Thursday, November 19, 2009

Carbon emissions

A few interesting statistics:

In Ireland, each kWh of electricity you use emits about 600g of CO2: ESB stats

A one-way flight from Paris to Toronto emits about 0.7 tonnes of CO2 equivalent: Carbon Neutral Company (offsetting is contentious, I'm neither advocating nor criticising it, just using their calculator!)

According to the Stern report, the planet can deal with about 5 giga Tonnes of CO2 equivalent per year, giving each of us an "allowance" of roughly 750kg per year (i.e. my flight to Canada will be my entire year's fair allowance, near enough).

This Wikipedia link shows the UK average in 2007 at about 9.4 tonnes per person - 12+ times too much. Ireland is at 10.4 tonnes, while Canada is at 16.7. China is at 4.6 - of course a good chunk of this is in production for export, not for local consumption.

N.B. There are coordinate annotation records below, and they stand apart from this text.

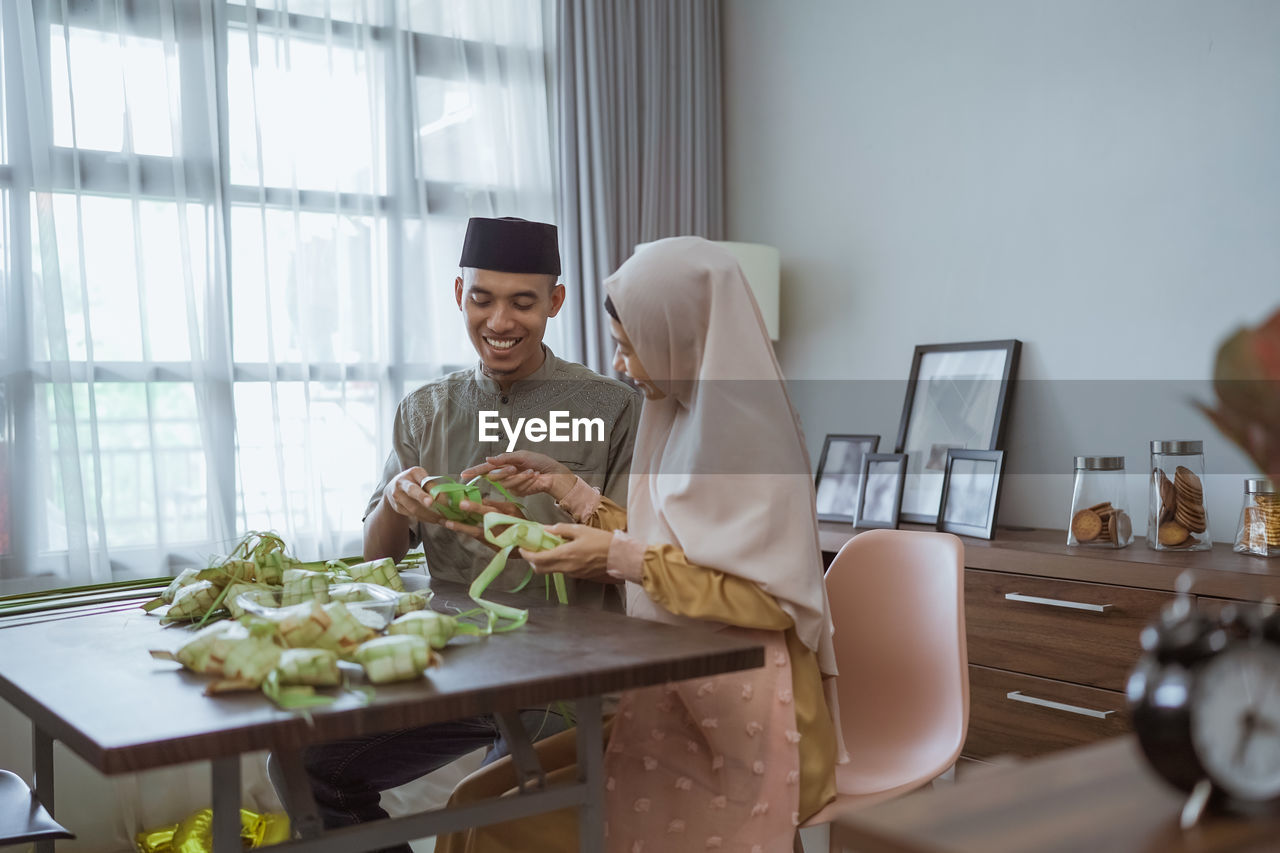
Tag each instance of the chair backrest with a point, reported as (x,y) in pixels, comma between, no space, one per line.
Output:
(897,606)
(22,817)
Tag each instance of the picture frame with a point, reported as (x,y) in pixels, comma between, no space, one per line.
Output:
(970,492)
(958,395)
(840,469)
(880,497)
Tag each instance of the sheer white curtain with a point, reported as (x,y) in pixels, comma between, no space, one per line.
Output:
(231,231)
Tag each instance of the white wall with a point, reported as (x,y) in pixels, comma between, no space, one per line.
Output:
(1097,178)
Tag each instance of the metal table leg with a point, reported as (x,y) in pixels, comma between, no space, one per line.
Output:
(42,772)
(225,789)
(590,771)
(529,769)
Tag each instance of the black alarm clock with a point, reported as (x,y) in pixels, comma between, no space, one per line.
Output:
(1205,705)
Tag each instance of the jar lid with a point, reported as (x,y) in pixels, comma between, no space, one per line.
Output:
(1258,486)
(1178,448)
(1100,463)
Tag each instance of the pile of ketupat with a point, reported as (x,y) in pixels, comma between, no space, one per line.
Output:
(282,625)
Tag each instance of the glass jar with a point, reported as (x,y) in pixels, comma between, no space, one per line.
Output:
(1258,532)
(1100,515)
(1176,519)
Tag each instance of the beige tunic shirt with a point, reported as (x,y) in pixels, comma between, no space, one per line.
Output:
(438,428)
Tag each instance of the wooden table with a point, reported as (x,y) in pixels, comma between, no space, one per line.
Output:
(1101,798)
(90,682)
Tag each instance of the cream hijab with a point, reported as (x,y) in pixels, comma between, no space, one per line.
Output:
(720,466)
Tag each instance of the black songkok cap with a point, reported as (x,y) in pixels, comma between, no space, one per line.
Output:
(511,245)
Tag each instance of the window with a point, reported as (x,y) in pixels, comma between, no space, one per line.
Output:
(229,238)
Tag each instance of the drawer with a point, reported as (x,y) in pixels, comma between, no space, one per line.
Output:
(1075,632)
(1001,725)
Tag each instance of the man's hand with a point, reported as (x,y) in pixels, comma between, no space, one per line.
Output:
(476,530)
(524,473)
(585,552)
(406,496)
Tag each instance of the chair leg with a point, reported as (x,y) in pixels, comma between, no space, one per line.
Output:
(946,778)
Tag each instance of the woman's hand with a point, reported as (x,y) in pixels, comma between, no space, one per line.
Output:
(585,552)
(476,530)
(524,473)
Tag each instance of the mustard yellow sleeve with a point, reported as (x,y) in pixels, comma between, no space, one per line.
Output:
(698,592)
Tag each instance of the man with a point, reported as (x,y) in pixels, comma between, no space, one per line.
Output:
(507,290)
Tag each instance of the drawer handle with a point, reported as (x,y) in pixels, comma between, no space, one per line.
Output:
(1056,602)
(1018,696)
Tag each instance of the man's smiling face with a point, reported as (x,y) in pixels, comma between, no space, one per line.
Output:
(506,315)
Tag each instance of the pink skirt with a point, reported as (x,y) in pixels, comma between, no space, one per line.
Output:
(707,765)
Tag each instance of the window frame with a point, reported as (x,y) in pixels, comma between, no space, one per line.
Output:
(405,54)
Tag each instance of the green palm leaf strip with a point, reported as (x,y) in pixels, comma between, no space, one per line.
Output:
(456,493)
(519,533)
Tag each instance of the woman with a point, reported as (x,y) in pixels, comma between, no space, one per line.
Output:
(720,532)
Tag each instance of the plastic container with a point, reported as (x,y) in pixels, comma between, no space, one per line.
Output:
(1176,519)
(1258,532)
(1100,512)
(373,605)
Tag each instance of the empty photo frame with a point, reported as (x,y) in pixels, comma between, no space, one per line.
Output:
(840,470)
(958,395)
(970,492)
(880,498)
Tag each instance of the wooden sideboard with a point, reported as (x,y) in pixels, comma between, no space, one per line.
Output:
(1052,630)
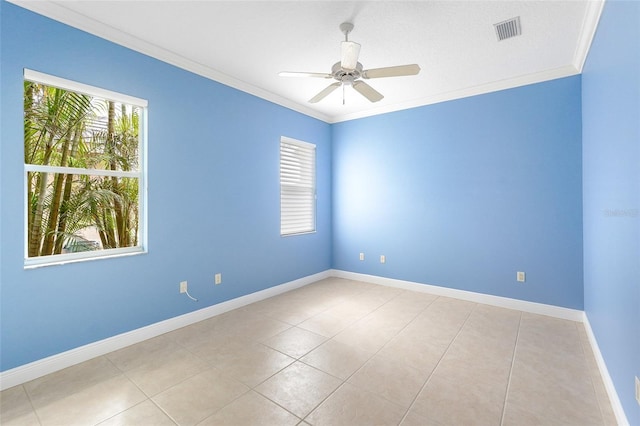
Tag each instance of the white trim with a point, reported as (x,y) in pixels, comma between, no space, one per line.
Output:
(31,371)
(487,299)
(481,89)
(616,405)
(58,12)
(62,83)
(42,367)
(589,27)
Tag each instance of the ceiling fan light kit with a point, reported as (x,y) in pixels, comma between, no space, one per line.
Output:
(349,71)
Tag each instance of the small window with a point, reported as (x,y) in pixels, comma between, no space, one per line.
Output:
(84,171)
(297,187)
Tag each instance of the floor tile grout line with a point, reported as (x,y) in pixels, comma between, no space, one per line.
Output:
(513,361)
(346,380)
(444,354)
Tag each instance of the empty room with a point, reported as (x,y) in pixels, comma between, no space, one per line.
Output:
(320,212)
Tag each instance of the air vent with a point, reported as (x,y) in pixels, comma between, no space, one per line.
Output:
(508,29)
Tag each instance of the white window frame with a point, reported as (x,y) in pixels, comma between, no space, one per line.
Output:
(297,187)
(140,174)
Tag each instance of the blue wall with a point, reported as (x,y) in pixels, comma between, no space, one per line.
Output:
(213,197)
(461,194)
(465,193)
(611,169)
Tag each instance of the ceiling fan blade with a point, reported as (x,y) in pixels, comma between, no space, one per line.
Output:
(397,71)
(304,74)
(367,91)
(350,53)
(325,92)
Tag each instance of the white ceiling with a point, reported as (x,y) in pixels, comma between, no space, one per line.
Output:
(244,44)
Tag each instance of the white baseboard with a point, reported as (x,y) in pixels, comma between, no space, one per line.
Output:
(33,370)
(42,367)
(616,405)
(487,299)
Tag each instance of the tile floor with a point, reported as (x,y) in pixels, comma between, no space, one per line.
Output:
(336,352)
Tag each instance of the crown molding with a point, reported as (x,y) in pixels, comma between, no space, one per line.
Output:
(589,27)
(58,12)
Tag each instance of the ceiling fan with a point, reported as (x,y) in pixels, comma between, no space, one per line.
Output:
(349,72)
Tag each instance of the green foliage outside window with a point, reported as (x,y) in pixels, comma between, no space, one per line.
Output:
(81,157)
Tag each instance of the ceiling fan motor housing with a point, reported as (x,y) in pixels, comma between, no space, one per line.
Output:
(346,76)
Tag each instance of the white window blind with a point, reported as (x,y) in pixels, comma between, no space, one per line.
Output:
(297,187)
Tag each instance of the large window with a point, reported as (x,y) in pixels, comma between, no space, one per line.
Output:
(84,171)
(297,187)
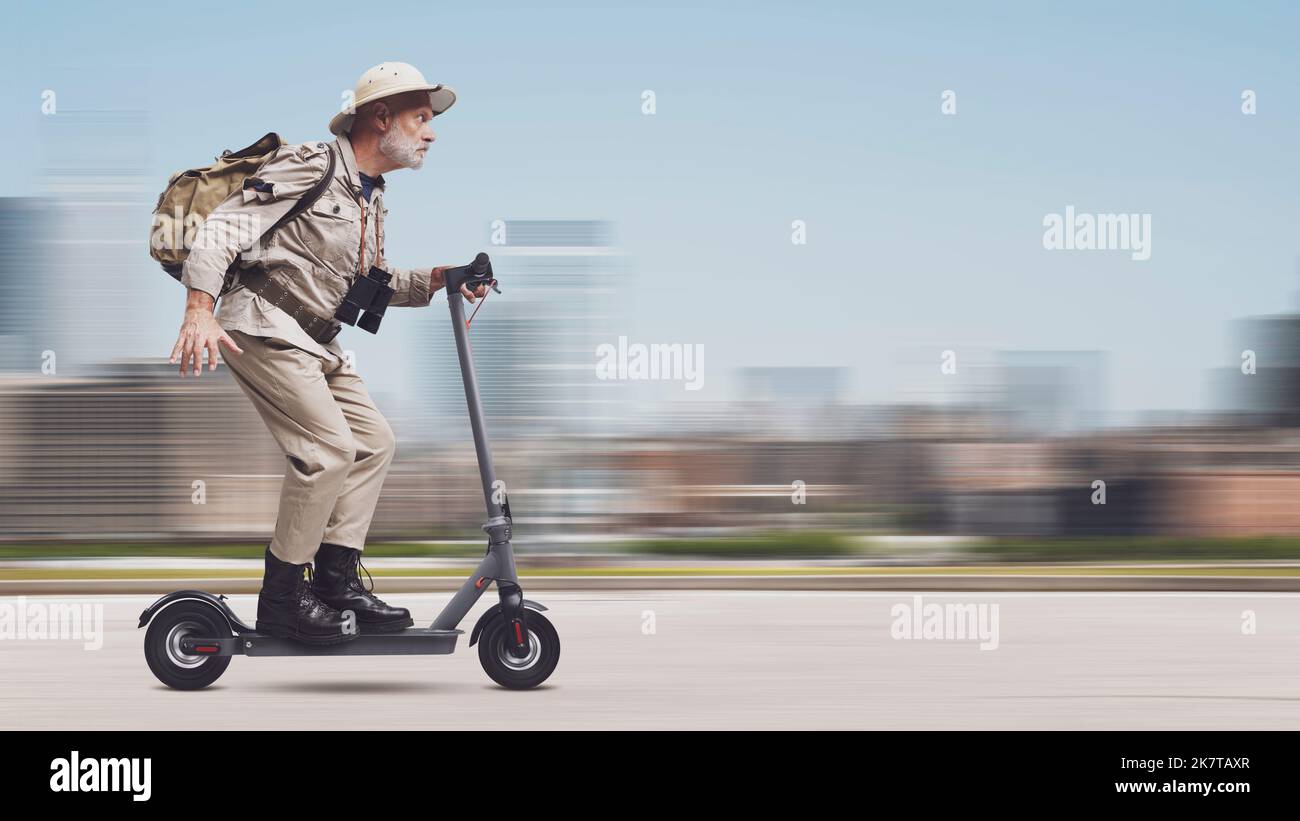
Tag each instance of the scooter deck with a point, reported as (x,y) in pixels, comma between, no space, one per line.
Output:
(410,642)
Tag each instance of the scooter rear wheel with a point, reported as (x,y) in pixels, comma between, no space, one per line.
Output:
(507,670)
(172,665)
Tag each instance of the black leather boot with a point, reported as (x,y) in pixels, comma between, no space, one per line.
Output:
(338,583)
(289,609)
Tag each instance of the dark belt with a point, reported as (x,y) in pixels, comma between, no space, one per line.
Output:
(317,328)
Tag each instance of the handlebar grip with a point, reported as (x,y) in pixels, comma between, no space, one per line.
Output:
(476,273)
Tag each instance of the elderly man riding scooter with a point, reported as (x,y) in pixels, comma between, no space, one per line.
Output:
(277,329)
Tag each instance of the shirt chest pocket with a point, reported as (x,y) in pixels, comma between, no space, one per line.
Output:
(336,231)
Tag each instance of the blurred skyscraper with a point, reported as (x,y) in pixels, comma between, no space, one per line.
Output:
(1052,392)
(534,344)
(1262,381)
(95,270)
(25,294)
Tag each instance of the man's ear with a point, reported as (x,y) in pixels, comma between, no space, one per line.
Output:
(382,116)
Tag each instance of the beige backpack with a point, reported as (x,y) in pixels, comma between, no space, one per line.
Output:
(194,194)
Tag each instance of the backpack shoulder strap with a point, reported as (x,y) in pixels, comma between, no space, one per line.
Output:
(306,200)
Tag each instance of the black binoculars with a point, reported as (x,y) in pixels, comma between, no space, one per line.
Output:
(369,298)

My own footprint? Well, this year has been rather an unusual one, but if you take my current circumstances - sharing a house, buying local food and foraging as much as possible, not owning a car... hmm, the Irish Environmental Protection Agency calculator thinks I use about 1.16 tonnes per year.

I should think I'll use a fair bit more than that. And if you factor in the travelling I did over the course of the year, I should think I'd be blushing bright red.

1 comment:

  1. I don't think you should beat yourself up about the travelling; as a one-off experience valuable for the long term, that's an ecological investment.

    However, the fact that you, in the position you are now in, still using over 50% more than the 'allowance' is more concerning; i.e. if you can't do it (and you can be bothered to try) what hope have we all got?

    But how accurate is this 750kg? Sounds like it could be a bit finger-in-the-air to me. Stats on environmental effects and damage are notoriously mis-estimated, and in both directions.